The European Commission is preparing an emergency plan to save gas

Markus Preiß, ARD Brussels, daily newspaper at 3:00 p.m., July 20, 2022

“Do we have to set the air conditioning to 20 degrees?”

The third pillar concerns consumers and savings in heating and cooling. In addition to national public awareness campaigns, the European Commission is calling for a mandatory reduction in gas consumption in public buildings. A targeted reduction in the heating and cooling capacity of shopping centers and offices is also possible. In addition, Member States must set new temperature and time threshold values ​​for gas heating in households. However, the authority left open the height of these.

A draft plan also stipulated that public buildings, offices and commercial buildings should be heated to a maximum of 19 degrees and cooled to at least 25 degrees with air conditioning.

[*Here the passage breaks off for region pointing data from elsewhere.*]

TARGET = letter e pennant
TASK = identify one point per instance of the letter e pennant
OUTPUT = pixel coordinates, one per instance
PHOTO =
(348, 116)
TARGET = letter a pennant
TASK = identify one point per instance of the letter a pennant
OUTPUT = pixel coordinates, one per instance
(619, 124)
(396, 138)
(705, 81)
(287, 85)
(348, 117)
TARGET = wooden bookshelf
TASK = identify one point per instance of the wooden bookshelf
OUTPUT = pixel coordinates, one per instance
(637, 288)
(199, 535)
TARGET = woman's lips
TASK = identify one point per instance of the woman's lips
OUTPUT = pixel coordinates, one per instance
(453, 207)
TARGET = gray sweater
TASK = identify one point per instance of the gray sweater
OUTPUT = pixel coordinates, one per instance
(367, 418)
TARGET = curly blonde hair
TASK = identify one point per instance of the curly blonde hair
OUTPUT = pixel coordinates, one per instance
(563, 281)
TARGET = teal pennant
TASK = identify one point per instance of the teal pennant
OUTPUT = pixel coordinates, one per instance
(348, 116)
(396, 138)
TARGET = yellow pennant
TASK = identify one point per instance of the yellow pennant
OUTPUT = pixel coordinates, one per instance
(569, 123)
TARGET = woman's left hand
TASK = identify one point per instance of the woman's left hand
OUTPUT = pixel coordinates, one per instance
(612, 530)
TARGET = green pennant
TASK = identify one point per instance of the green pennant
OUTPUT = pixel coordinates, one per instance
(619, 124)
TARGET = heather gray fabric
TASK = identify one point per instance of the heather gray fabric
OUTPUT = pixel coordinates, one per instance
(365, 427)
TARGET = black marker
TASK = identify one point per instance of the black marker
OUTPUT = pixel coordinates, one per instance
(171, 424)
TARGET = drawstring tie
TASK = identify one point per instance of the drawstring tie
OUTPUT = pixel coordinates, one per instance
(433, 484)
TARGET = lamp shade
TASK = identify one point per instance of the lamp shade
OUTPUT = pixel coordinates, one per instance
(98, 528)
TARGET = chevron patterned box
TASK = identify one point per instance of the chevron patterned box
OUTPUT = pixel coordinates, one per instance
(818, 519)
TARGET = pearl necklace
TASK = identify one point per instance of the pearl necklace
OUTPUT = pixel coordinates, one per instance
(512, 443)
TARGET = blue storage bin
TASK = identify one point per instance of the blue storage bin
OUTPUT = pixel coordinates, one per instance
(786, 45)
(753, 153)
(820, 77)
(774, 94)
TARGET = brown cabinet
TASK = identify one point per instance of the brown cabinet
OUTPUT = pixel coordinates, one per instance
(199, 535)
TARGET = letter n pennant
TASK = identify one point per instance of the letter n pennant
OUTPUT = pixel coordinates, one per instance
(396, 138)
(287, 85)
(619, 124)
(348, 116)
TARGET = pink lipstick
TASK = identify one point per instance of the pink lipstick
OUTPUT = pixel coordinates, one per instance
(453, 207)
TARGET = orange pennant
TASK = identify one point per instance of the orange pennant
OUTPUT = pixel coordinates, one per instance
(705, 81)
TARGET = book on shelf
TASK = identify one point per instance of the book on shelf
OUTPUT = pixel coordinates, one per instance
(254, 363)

These specifications are no longer included in the proposals now presented.

Timmermans pointed out that citizens can also participate in efforts on their own. “Do we have to set the air conditioning to 20 degrees?” Setting them a little higher can mean less comfort. At the same time, however, it could help reduce gas consumption significantly. “If we act now, we can decide how we act and keep our destiny in our hands,” the Commission vice-president said.

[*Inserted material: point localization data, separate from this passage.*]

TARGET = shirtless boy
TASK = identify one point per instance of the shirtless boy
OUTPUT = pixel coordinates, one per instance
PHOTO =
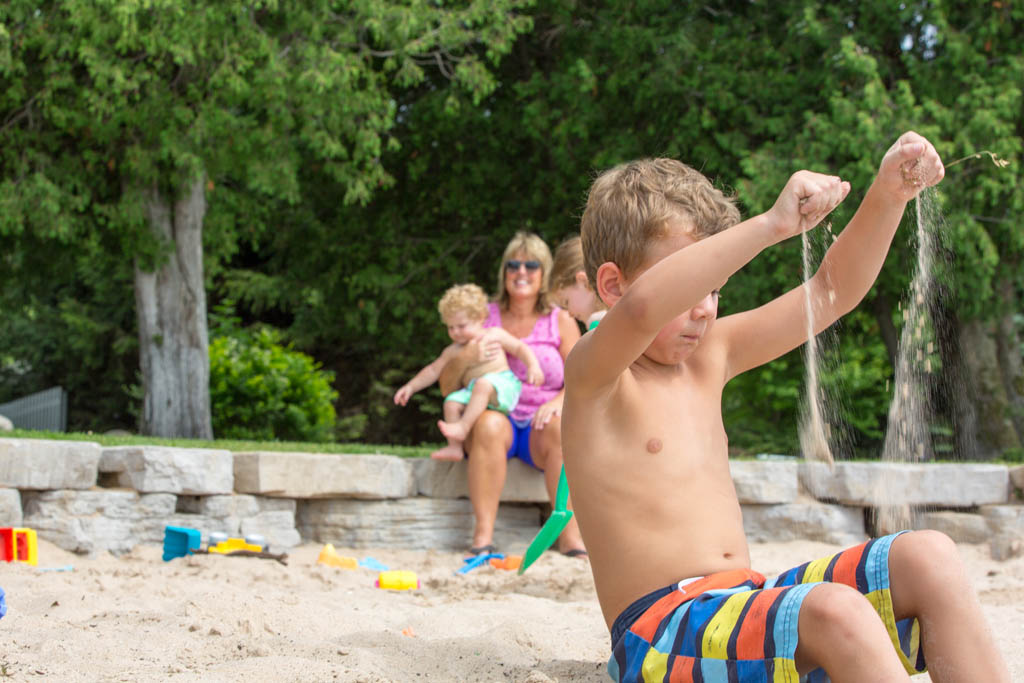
(646, 452)
(486, 383)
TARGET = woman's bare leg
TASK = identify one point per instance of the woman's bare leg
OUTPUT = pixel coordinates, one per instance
(487, 444)
(928, 581)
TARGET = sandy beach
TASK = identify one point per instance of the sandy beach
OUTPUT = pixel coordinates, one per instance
(136, 617)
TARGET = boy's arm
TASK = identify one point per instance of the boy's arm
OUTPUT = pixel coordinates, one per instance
(848, 269)
(425, 377)
(639, 308)
(519, 349)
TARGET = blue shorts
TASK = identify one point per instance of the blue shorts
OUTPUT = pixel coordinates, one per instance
(520, 442)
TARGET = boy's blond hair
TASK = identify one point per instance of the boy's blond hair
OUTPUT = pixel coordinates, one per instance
(568, 261)
(631, 205)
(536, 249)
(470, 299)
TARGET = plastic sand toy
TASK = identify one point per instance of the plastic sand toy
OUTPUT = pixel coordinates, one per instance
(18, 545)
(397, 581)
(560, 516)
(330, 557)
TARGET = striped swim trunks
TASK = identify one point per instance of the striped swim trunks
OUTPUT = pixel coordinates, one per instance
(737, 627)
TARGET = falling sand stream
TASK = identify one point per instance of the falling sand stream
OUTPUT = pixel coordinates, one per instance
(909, 413)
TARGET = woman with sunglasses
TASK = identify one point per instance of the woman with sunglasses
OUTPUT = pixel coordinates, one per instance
(532, 431)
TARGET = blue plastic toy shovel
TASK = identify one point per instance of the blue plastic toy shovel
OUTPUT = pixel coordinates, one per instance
(560, 516)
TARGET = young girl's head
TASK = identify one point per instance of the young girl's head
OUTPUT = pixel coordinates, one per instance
(568, 282)
(463, 308)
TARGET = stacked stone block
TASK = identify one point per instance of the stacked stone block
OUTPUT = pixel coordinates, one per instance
(86, 499)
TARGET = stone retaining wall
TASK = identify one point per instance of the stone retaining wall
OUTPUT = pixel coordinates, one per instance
(86, 498)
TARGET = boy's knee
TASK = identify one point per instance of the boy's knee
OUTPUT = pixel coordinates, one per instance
(837, 608)
(919, 558)
(492, 427)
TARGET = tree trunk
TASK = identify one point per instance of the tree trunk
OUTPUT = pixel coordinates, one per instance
(883, 311)
(1008, 345)
(170, 304)
(995, 428)
(955, 395)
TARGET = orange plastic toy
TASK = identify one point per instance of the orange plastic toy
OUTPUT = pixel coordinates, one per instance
(330, 557)
(18, 545)
(510, 562)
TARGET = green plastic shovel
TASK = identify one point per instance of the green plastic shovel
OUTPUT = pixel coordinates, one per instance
(552, 527)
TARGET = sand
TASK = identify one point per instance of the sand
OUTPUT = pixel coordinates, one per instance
(136, 617)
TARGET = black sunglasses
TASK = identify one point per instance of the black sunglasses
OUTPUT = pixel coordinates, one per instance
(513, 264)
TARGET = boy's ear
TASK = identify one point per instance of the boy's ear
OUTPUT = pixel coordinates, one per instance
(610, 284)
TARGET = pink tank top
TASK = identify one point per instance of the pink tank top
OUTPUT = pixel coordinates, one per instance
(545, 339)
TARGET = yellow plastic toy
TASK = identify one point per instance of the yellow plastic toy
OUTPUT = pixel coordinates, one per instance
(231, 545)
(330, 557)
(18, 545)
(397, 581)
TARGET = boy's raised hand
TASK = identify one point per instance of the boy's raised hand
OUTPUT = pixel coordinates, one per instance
(910, 165)
(402, 395)
(807, 198)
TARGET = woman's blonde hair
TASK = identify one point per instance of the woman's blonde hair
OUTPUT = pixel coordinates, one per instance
(470, 299)
(535, 248)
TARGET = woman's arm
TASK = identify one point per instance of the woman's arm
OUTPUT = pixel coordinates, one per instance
(568, 330)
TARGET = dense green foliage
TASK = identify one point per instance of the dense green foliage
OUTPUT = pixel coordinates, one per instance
(748, 92)
(261, 390)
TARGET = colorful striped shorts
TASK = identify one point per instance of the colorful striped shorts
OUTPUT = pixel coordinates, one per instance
(737, 627)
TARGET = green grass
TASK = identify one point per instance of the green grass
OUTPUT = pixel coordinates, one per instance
(228, 444)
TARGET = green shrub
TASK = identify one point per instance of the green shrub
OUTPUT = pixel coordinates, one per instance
(260, 389)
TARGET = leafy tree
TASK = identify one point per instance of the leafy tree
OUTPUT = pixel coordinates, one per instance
(170, 127)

Rules for a possible extinguishment order?

In the worst-case scenario where individual customers have to shut off the gas or have to switch off completely, the European Commission wants to provide governments with guidelines for prioritizing sectors. She couldn’t be more specific today. Under the previous draft, states would have to decide in advance the order in which they would force the industry to shut down in the event of a supply shortage.

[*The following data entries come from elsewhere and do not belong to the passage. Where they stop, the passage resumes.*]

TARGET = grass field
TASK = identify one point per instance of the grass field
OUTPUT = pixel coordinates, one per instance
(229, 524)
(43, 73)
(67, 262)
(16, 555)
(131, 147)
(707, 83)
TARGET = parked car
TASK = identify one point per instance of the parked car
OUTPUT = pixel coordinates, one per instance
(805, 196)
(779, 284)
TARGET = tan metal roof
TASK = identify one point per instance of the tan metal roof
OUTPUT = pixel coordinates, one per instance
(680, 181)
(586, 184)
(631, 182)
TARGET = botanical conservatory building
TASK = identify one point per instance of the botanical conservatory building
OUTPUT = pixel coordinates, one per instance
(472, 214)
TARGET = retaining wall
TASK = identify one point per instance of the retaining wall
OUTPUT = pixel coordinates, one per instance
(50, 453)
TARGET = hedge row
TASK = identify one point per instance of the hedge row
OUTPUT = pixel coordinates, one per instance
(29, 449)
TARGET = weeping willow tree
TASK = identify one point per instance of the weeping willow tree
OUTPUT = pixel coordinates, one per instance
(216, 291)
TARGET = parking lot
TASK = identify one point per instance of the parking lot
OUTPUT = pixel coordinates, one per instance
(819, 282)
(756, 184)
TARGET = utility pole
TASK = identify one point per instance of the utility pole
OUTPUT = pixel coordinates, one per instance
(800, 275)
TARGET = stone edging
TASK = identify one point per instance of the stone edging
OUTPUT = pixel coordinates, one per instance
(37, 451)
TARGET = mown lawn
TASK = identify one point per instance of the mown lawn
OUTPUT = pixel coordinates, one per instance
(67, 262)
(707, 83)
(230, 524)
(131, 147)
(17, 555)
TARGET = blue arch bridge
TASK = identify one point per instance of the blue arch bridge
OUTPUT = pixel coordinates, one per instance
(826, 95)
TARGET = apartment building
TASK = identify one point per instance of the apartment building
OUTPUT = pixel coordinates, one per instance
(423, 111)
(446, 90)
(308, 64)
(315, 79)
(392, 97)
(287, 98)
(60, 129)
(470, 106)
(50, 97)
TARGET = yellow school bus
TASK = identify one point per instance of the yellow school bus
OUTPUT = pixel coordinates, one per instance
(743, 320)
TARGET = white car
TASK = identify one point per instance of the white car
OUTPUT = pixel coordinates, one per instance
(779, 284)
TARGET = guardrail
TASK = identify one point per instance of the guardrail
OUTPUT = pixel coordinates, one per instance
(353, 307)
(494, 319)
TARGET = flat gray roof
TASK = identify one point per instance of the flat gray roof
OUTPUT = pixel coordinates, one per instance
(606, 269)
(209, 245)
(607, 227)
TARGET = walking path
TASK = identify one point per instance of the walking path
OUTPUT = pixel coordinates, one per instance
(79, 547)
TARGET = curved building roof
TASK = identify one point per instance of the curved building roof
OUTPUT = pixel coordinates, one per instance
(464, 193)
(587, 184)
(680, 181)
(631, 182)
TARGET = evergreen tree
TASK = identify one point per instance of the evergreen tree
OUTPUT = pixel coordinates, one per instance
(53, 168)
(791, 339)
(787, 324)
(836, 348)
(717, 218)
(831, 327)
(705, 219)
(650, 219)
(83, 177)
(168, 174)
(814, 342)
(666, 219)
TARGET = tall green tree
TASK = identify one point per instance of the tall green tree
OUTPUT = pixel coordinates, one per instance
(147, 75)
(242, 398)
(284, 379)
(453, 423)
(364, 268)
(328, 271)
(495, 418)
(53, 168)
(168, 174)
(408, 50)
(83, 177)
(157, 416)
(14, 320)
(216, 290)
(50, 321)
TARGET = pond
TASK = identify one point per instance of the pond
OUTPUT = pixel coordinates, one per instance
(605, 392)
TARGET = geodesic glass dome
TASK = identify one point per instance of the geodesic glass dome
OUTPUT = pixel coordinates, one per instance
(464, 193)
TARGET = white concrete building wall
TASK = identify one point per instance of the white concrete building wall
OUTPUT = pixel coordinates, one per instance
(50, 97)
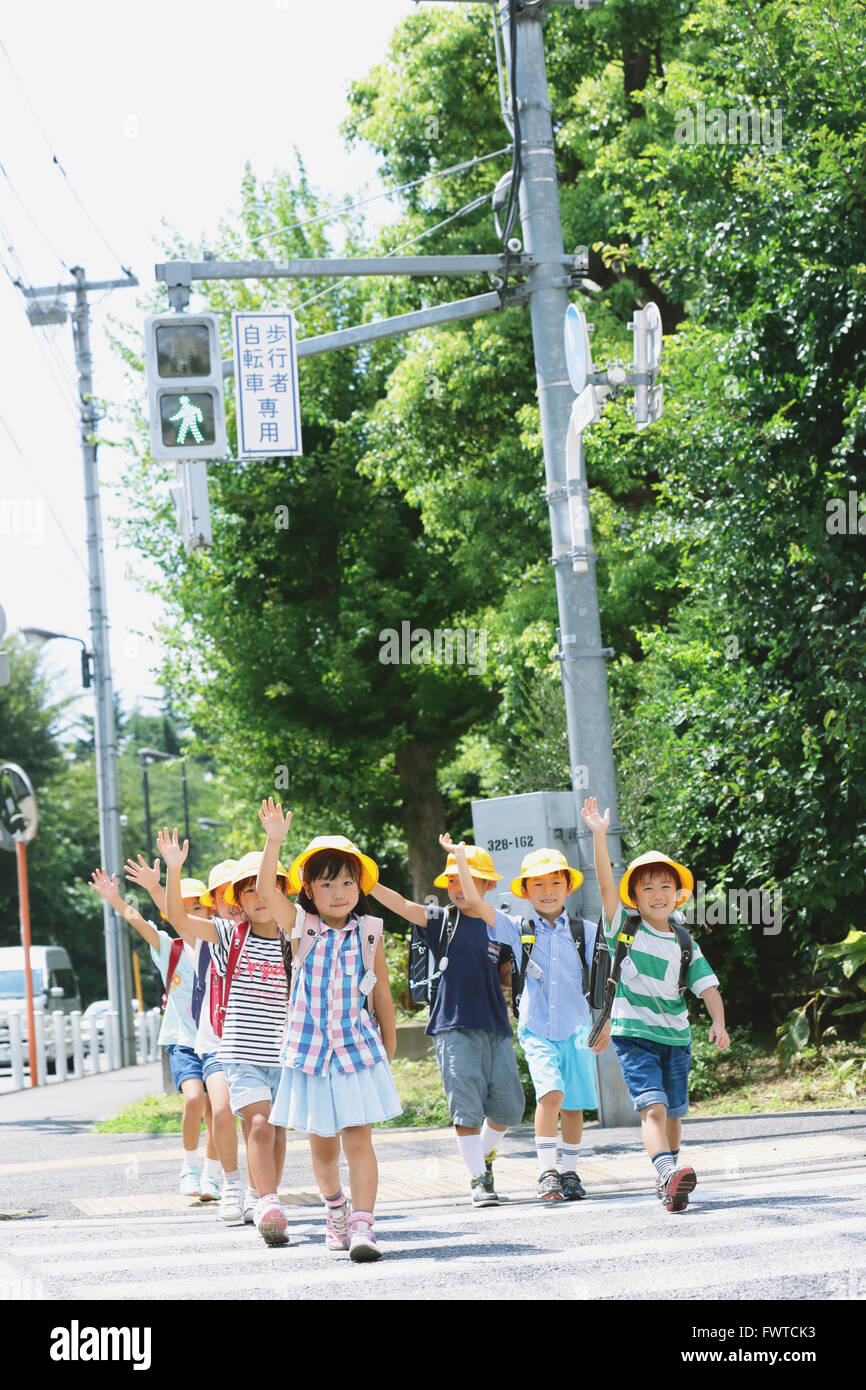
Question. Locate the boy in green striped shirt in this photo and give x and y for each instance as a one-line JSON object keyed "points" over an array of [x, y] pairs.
{"points": [[649, 1022]]}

The order must take into account the importance of a facility and the impact of its closure on supply chains. In general, there are already uniform rules in the EU in the event of a gas emergency, which are anchored in the so-called SoS regulation. This regulates, for example, which customers still need to be supplied with gas in an emergency. Households and essential social services receive special treatment as “protected consumers”.

In the draft gas emergency plan, the European Commission once again underlined that households are “protected customers” under EU law. This means that they would be the last to be affected by gas rationing. However, if power generation is threatened, countries could switch power plant supply to gas through certain protected consumers, he said.

Vote next Tuesday

In Germany, the Federal Network Agency is already preparing criteria for the eventuality that shutdowns are necessary due to a gas shortage – based on the German gas emergency plan. Federal Economics Minister Robert Habeck (Greens) had already made it clear that in the event of a gas shortage, all consumers should contribute to saving energy. Exactly how this will be implemented is not yet clear.

However, it remains to be seen in the coming days whether the European Commission’s plan will soon become a reality. EU states have yet to approve the project. From Friday, diplomats from EU countries are due to discuss the proposal – with the aim of energy ministers approving the plans at a special meeting on July 26.

The big nail biter about the gas

Constantin Röse, HR, July 20, 2022 3:50 p.m.